Sunday Musings – October 23, 2022
Attachments/addictions/compulsions
The world is often not as many of us dictate it should be to accommodate our wants, needs and comfort level. Often, we decide to avoid dealing with our disappointments or the pain of some parts of this life journey by drinking alcohol, doing other drugs, shopping, seeking frequent sexual pleasure, money, power or getting angry. Those who find an avoidance technique that works at least temporarily often continue to repeat a behavior until it becomes part of one’s muscle memory. The avoidance behavior or technique which works depends, in part, on how our particular brain is engineered. Each of our brains are engineered in a unique way despite the basic structural similarities. For example, if I drink more than a small amount of alcohol, I get immediately physically sick. I have no tolerance. Yet for many years I had a significant tolerance for nicotine. For a tme, anger and blaming others did provide consistent temporary relief from uncomfortable emotions. Although I was not, to myself, admitting that I was using anger to avoid uncomfortable situations, I later realized I sometimes did. I also attempted to keep myself and my home clean and neat as if taking control of one area of life alleviated some of the powerlessness I felt in other areas of my life.
Whether we call repeated, short term avoidance behavior attachment, addiction or habit may not matter. Although there is an increased body of research regarding addiction to alcohol and other drugs, I am convinced that we may eventually discover that there is significant similarity among various, repeated behaviors which help one avoid dealing with life on life’s terms. Some of the similarities are:
o Repeating the behavior until it becomes embedded in muscle memory.

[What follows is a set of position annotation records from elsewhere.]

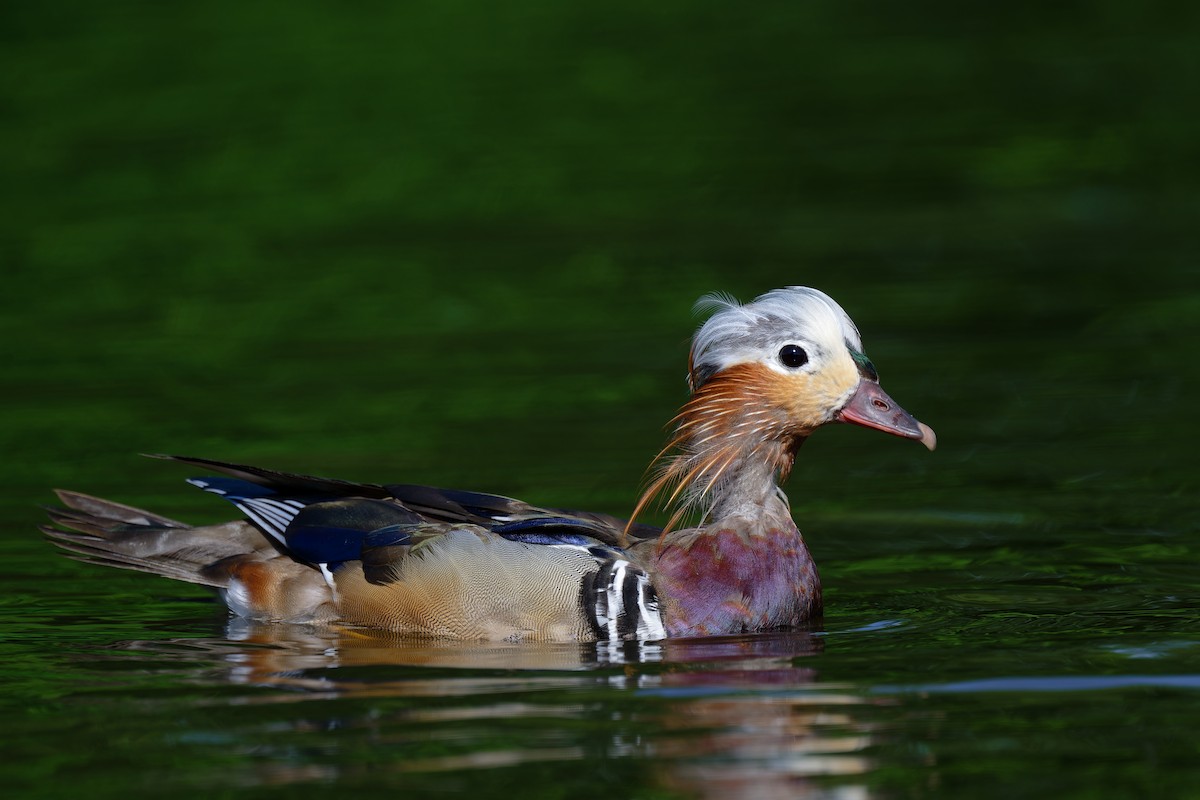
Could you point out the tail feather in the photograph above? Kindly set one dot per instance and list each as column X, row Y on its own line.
column 101, row 531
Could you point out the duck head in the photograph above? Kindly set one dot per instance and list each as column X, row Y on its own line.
column 763, row 377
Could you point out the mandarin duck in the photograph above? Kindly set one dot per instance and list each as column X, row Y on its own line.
column 445, row 563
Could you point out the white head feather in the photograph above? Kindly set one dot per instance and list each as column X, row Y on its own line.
column 755, row 331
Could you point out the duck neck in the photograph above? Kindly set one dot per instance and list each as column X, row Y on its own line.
column 729, row 453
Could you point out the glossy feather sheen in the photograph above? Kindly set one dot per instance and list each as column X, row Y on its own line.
column 444, row 563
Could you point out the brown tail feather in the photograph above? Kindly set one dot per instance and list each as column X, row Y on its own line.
column 101, row 531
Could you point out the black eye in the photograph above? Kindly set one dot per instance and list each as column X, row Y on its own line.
column 793, row 355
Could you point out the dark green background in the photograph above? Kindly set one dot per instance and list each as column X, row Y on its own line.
column 459, row 244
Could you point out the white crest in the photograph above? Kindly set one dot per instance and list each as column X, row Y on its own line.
column 755, row 331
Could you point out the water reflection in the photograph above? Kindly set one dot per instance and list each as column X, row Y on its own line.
column 730, row 716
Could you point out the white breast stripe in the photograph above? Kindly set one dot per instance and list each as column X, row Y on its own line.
column 610, row 612
column 616, row 601
column 649, row 619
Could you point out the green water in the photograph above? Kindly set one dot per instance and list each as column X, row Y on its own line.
column 454, row 244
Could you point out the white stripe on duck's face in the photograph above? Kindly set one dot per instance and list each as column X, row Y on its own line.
column 763, row 377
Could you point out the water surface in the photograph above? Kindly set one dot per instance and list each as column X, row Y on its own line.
column 459, row 246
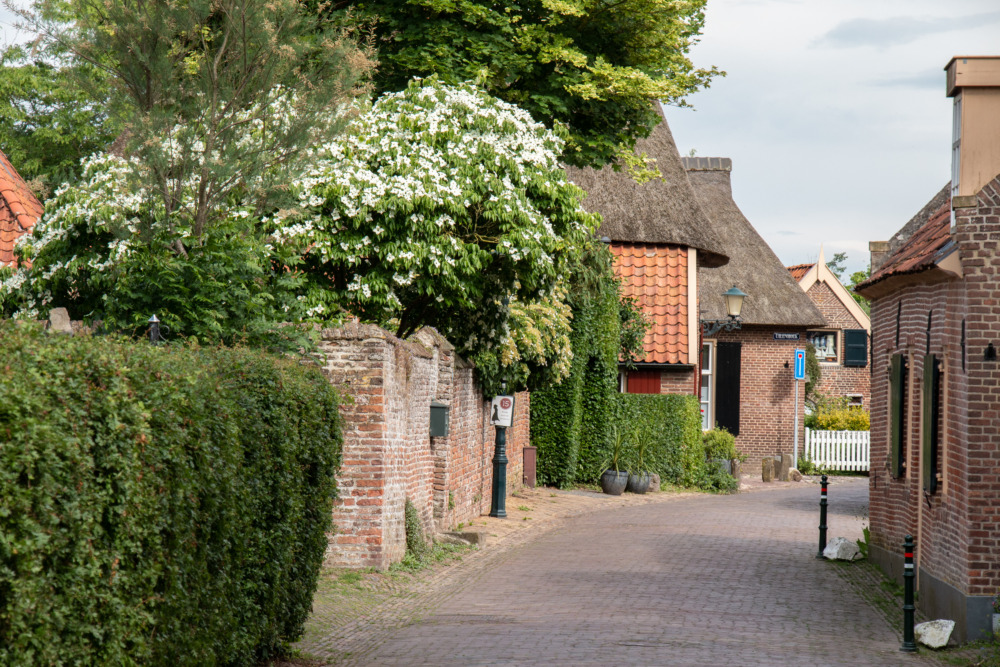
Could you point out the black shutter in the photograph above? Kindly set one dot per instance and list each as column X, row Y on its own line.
column 855, row 347
column 727, row 387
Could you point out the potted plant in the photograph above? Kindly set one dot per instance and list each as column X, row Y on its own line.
column 638, row 477
column 613, row 479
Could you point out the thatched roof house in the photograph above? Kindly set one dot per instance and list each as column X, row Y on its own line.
column 774, row 298
column 660, row 211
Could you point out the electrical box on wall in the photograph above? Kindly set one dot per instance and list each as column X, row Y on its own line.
column 439, row 420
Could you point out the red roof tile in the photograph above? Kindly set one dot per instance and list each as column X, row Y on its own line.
column 921, row 250
column 657, row 276
column 19, row 209
column 799, row 270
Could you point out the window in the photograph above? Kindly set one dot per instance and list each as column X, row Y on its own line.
column 825, row 343
column 855, row 348
column 707, row 369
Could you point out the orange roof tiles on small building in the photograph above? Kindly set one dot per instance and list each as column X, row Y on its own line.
column 19, row 209
column 657, row 276
column 799, row 271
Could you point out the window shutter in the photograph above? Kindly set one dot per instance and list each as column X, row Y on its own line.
column 930, row 410
column 855, row 347
column 896, row 407
column 727, row 385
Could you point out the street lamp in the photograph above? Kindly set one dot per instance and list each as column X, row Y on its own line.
column 734, row 306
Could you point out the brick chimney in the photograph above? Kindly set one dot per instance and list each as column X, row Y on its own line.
column 974, row 82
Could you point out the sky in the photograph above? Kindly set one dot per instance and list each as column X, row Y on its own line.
column 834, row 113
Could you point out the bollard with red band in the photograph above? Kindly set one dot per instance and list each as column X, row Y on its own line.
column 822, row 517
column 908, row 646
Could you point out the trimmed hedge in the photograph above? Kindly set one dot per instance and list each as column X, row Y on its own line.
column 158, row 505
column 673, row 424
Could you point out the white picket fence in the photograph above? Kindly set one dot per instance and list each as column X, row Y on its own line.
column 839, row 450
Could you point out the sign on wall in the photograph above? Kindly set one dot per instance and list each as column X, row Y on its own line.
column 800, row 365
column 502, row 411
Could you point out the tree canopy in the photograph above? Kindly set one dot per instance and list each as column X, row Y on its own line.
column 592, row 66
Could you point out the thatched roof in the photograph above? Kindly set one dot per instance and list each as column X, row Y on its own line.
column 662, row 210
column 773, row 295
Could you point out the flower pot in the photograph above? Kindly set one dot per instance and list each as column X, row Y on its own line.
column 638, row 482
column 613, row 483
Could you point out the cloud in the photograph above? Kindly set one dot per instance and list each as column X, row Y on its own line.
column 899, row 30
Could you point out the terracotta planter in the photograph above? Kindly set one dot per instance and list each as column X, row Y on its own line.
column 614, row 483
column 638, row 482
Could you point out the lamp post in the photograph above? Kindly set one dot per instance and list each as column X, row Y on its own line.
column 733, row 298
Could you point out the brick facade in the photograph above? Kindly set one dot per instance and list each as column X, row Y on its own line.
column 767, row 399
column 839, row 380
column 389, row 455
column 957, row 528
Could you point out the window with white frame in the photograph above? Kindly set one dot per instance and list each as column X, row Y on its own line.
column 707, row 368
column 825, row 343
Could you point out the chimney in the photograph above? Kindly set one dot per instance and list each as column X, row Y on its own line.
column 878, row 249
column 974, row 82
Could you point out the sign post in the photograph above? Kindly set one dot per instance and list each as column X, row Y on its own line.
column 501, row 416
column 800, row 374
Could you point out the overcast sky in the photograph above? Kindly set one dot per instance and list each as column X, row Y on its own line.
column 834, row 113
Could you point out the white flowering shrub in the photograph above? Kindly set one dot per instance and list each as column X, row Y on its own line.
column 436, row 205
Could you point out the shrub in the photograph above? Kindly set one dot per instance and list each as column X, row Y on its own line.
column 721, row 444
column 841, row 419
column 158, row 505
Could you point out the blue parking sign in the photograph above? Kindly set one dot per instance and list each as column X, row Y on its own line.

o Enough short-term reward to result in one repeating the behavior
o Compulsive/obsessive need to keep repeating the behavior.
o Blaming people, places and situation for one’s behavior.
o Repeating behavior, no matter how it affects others and how much it violates one’s core values.
o Often neglecting one responsibilities and commitments.
o Lying to oneself and to others.
The healing process is similar for all these behaviors and includes:
o A daily/hour/minute decision to choose an alternative, healthier behavior.
o The support of loving people who understand the nature of the “dis ease” and disease.
o Not allowing “relapses” to prevent one returning to one’s particular recovery program.
o Some system for being accountable but not shaming self for the hurts one’s caused oneself and others.
o A return to dependence on one’s core values.
o Consistent belief that one should and can deal with discomfort and pain - physical, emotional and spiritual.
o Gas stations to fill up one’s emotional, physical, and spiritual gas tanks. This may include mediation and other necessary medical treatment.
o The ability - financial, physical, nutritional and emotional - to access the healing resources one needs.
o The increasing ability to experience and focus on the positives of this life journey - the positives which sit alongside of the negatives of this life journey. If one only experiences negatives it is impossible to force oneself to consistently live with such pain.
Unless and until we, as members of healing profession, come to terms with these similarities we will continue to treat dysfunction/hurtful compulsive behavior by labeling people as bad, evil, sinful or less than. Currently although there is increased acceptance by some that addiction to alcohol and other drugs is a disease, too often:
o Individuals are diagnosed based on symptoms and the underlying disease is not identified or treated.
o Certain addictive/compulsive behavior or attachments are rank ordered with some being viewed as evil and others being viewed with a modicum of compassion. Compulsive/addicted sexual behavior is often judged as an evil choice and different than other ways of hurting self and others.
No one decides to become an addict or attached to a dysfunctional, hurtful way of living. One may decide or come to believe that one is too weak or fragile to deal with life on life’s terms. One may be treated as weak and powerless by parents or parent figures who themselves have not had an opportunity to heal from their own pain. One may thus come to internalize the belief one cannot deal with pain.
We all deserve to heal regardless of our addictions/attachments/compulsions which hurt us and others. When one person heals, we all benefit.